< Job 2 >

1 Weer gebeurde het op zekere dag, dat de zonen Gods voor Jahweh verschenen, en dat ook de satan zich in hun midden bevond, en voor Jahweh stond.
Nu hændte det en Dag, at Guds Sønner kom og traadte frem for HERREN, og iblandt dem kom ogsaa Satan og traadte frem for ham.
2 En Jahweh sprak tot satan: Waar komt ge vandaan? Satan gaf Jahweh ten antwoord: Van een zwerf- en speurtocht over de aarde.
HERREN spurgte Satan: »Hvor kommer du fra?« Satan svarede HERREN: »Jeg har gennemvanket Jorden paa Kryds og tværs.«
3 Jahweh vroeg satan: Hebt ge daarbij gelet op mijn dienaar Job, en hoe er op aarde zijns gelijke niet is: geen zo onberispelijk en rechtschapen, geen die God vreest en het kwaad schuwt, als hij. Nog blijft hij volharden in zijn deugd; tevergeefs hebt ge Mij dus tegen hem opgehitst, om hem tot de bedelstaf te brengen.
HERREN spurgte da Satan: »Har du lagt Mærke til min Tjener Job? Der findes ingen som han paa Jorden, saa from og retsindig en Mand, som frygter Gud og viger fra det onde. Endnu holder han fast ved sin Fromhed, og uden Grund har du ægget mig til at ødelægge ham!«
4 Maar Satan gaf Jahweh ten antwoord: Huid voor huid tenslotte geeft de mens al, wat hij heeft, voor zijn leven.

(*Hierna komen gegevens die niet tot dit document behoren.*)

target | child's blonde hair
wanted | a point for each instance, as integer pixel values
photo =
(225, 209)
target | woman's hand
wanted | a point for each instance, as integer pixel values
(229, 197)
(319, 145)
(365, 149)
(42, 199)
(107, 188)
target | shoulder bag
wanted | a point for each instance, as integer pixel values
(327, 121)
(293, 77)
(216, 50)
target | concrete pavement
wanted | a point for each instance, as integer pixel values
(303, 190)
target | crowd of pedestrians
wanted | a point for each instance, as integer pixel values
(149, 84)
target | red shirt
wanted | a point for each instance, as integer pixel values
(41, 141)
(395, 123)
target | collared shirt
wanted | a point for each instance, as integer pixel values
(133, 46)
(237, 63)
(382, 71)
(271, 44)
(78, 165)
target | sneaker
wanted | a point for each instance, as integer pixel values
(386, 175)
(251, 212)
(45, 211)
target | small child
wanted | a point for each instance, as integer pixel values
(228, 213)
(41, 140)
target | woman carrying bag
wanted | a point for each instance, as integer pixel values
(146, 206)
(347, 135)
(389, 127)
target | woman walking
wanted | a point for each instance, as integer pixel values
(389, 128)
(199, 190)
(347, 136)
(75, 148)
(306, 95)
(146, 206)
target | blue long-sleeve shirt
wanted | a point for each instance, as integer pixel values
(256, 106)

Men Satan svarede HERREN: »Hud for Hud! En Mand giver alt, hvad han ejer, for sit Liv!
5 Strek uw hand eens tegen hem uit, en tast hem eens aan in zijn gebeente en vlees: dan vloekt hij U in het aangezicht!
Men ræk engang din Haand ud og rør ved hans Ben og Kød! Sandelig, han vil forbande dig lige op i dit Ansigt!«
6 Daarop sprak Jahweh tot satan: Ge moogt met hem doen, wat ge wilt; maar zijn leven moet ge ontzien.
Da sagde HERREN til Satan: »Se, han er i din Haand; kun skal du skaane hans Liv!«
7 Zo ging satan van Jahweh heen. Nu sloeg hij Job met kwaadaardige zweren van het hoofd tot de voeten;
Saa gik Satan bort fra HERRENS Aasyn, og han slog Job med ondartede Bylder fra Fodsaal til Isse.
8 en deze moest een potscherf nemen, om er zich mede te krabben. En terwijl hij op de ashoop zat,
Og Job tog sig et Potteskaar til at skrabe sig med, medens han sad i Askedyngen.
9 viel zijn vrouw tegen hem uit: Volhardt ge ook nu nog in uw deugd? Blijf God dan zegenen, en sterf!
Da sagde hans Hustru til ham: »Holder du endnu fast ved din Fromhed? Forband Gud og dø!«
10 Maar hij sprak tot haar: Ge praat als een dwaas! Zouden we wel het goede van God willen aannemen, maar het kwade niet? Dus ondanks dit alles heeft Job zelfs niet met zijn lippen gezondigd.
Men han svarede hende: »Du taler som en Daare! Skulde vi tage imod det gode fra Gud, men ikke imod det onde?« I alt dette syndede Job ikke med sine Læber.
11 Toen nu de drie vrienden van Job van al de rampen hoorden, die Job hadden getroffen, verlieten zij allen hun woonplaats. Het waren: Elifaz van Teman Bildad van Sjóeach, en Sofar van Naäma. Ze spraken met elkander af, om hem te gaan beklagen en troosten.
Da Jobs tre Venner hørte om al den Ulykke, der havde ramt ham, kom de hver fra sin Hjemstavn. Temaniten Elifaz, Sjuhiten Bildad og Na'amatiten Zofar, og aftalte at gaa hen og vise ham deres Medfølelse og trøste ham.
12 Maar toen zij op enige afstand de ogen opsloegen, kenden ze hem niet meer terug. Nu begonnen ze hardop te wenen, scheurden hun kleren en strooiden zich as op het hoofd.
Men da de i nogen Frastand saa op og ikke kunde genkende ham, opløftede de deres Røst og græd, sønderrev alle tre deres Kapper og kastede Støv op over deres Hoveder.
13 En zeven dagen en zeven nachten bleven ze op de grond naast hem zitten, zonder dat iemand een woord tot hem sprak; want ze zagen, hoe vreselijk zijn smart was.
Saa sad de paa Jorden hos ham i syv Dage og syv Nætter, uden at nogen af dem mælede et Ord til ham; thi de saa, at hans Lidelser var saare store.